BERITAUNGGULAN.COM,WAIGEO–Menjadi relawan medis dan bekerja jauh di pedalaman, meninggalkan kenyamanan tentunya bukanlah suatu yang mudah. Namun, itu menjadi pilihan Joseph (28), perawat yang bekerja di Rumah Sakit Kapal Nusa Waluya II yang saat ini beroperasi di Waigeo Utara, Papua Barat Daya.
Saat memutuskan bekerja sebagai relawan medis di atas kapal, tak pernah ia membayangkan suatu hari ia akan mendampingi penanganan operasi di ruang bedah yang kerap bergoyang, akibat hantaman ombak di laut.
Josepha telah bergabung menjadi relawan medis di RS Kapal Nusa Waluya II selama 2 tahun. Ia memilih menjadi relawan untuk mengikuti panggilan hatinya melayani masyarakat yang kesulitan mendapatkan akses kesehatan.
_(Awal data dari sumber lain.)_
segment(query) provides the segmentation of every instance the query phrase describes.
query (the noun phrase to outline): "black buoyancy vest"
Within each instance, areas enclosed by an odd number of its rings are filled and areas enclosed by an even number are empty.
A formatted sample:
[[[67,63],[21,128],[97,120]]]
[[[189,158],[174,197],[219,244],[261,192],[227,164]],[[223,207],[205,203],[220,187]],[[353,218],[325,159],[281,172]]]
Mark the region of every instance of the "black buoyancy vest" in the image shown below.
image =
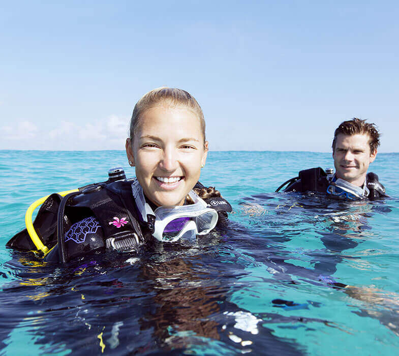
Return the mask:
[[[375,200],[388,197],[385,188],[378,181],[378,176],[372,172],[366,176],[367,188],[370,191],[367,198]],[[327,174],[320,167],[305,169],[299,172],[296,180],[290,184],[284,192],[318,192],[326,193],[329,182]]]
[[[64,231],[67,231],[75,223],[85,218],[94,216],[102,228],[104,240],[96,241],[90,246],[74,244],[76,248],[83,246],[85,250],[71,251],[70,256],[105,247],[129,250],[133,245],[142,244],[150,238],[145,223],[138,217],[131,184],[131,181],[124,180],[89,185],[80,188],[79,193],[68,199],[62,222]],[[195,188],[204,188],[204,186],[198,183]],[[49,249],[57,244],[57,215],[62,199],[57,194],[49,196],[40,207],[33,223],[40,239]],[[232,210],[228,202],[221,197],[204,200],[218,214]],[[122,219],[124,224],[114,223]],[[26,229],[14,236],[7,246],[22,251],[36,250]]]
“Selama kami pelayanan kurang lebih sekitar 3 minggu itu kami dihantam dengan ombak,” ujar Josepha. Ia bercerita hantaman ombak tersebut bagi awak kapal dianggap sebagai alun, namun untuk pekerja medis itu menjadi tantangan sendiri dalam melaksanakan aktivitas pelayanan mereka.
“Ini menjadi tantangan tersendiri bagi kami saat bekerja di atas kapal, yakni ombak yang harus kami hadapi,” lanjutnya.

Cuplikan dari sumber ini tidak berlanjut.